The Tenant Fees Act, a ban on letting fees and excess tenancy charges in England which has been looming over landlords for a few years now, finally came into force on Saturday. And the government estimates that in its first year it could cost landlords up to £83m and letting agents £157m.
The new law abolishes most fees associated with letting a property in the private rented sector in England. It includes fees for viewings, credit checks, references and the drawing up of a tenancy agreement, which have previously added as much as £800 to the upfront cost of renting a property, notes Miles Brignall in the Guardian. The Act also caps the amount landlords can ask for as a deposit.

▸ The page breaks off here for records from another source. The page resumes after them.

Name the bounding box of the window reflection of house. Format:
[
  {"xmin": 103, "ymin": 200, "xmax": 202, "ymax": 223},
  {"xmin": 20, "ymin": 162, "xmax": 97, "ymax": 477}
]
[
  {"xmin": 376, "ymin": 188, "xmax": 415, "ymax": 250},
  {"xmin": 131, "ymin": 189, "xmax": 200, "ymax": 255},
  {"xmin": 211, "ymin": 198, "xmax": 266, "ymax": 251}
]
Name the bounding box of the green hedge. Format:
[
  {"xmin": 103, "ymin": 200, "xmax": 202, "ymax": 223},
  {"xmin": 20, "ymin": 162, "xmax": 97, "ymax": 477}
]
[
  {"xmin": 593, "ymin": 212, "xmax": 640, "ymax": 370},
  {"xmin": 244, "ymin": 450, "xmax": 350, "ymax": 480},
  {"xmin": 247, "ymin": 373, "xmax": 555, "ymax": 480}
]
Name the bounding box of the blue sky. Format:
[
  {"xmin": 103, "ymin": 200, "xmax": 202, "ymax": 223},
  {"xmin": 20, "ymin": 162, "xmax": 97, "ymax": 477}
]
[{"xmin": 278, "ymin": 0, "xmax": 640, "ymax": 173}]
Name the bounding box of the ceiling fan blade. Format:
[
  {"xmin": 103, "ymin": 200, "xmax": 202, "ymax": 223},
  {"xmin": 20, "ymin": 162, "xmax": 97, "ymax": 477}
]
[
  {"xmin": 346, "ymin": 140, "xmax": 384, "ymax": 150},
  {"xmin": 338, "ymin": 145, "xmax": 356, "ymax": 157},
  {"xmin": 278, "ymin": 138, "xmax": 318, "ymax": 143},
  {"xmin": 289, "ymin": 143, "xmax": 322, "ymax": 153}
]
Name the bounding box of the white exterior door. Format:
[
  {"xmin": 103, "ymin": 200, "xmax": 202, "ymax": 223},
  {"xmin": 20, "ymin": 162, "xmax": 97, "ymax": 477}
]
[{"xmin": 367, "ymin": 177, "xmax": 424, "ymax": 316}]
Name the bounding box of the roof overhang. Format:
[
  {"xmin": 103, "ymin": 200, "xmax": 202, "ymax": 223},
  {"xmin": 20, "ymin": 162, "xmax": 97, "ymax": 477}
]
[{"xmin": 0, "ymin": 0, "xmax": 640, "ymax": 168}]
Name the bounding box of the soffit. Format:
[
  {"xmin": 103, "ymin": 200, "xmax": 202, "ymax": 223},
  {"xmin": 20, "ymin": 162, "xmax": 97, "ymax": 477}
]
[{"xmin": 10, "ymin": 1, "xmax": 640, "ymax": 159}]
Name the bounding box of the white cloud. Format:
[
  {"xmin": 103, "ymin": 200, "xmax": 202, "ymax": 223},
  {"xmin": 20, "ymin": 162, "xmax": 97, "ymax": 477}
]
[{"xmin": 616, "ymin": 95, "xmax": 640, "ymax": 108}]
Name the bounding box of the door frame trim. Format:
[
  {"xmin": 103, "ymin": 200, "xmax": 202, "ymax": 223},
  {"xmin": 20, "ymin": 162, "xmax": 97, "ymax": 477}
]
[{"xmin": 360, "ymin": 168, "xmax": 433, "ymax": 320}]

Other than rent, the only fees that landlords or letting agents can now charge to tenants are a refundable security deposit, capped at no more than five weeks’ rent (where the total annual rent is less than £50,000, or six weeks’ rent if over this); a refundable holding deposit (to reserve the property) of no more than one week’s rent; payment for early termination of the tenancy where requested by the tenant; payment for bills such as utilities and council tax; and a default fee for late payment of rent or replacement of a lost key.
Landlords who break the rules face fines of up to £5,000 for a first offence, or an unlimited fine if they break the rules again with a five-year period. Many landlords worry that they will be forced to put up the rent on their properties to cover these costs, which will hurt tenants in the long run.
The new rules apply to new or renewed tenancy agreements that were signed on or after 1 June 2019. If a tenancy was entered into before 1 June, any renewal fees agreed at the time will still be due, but only until 31 May 2020. The aim of the bill is to reduce the costs that renters face at the outset and throughout a tenancy, as well as to give them a better idea of the total cost of renting a property.
Similar fees are already effectively banned in Scotland, and are set to be axed in Wales from September. A ban cannot be passed in Northern Ireland until there is a sitting assembly to do so.
The law also comes in the wake of various other government measures in recent years, including a scaling back of mortgage interest-rate relief, which have made buy-to-let a far less profitable investment than it once was.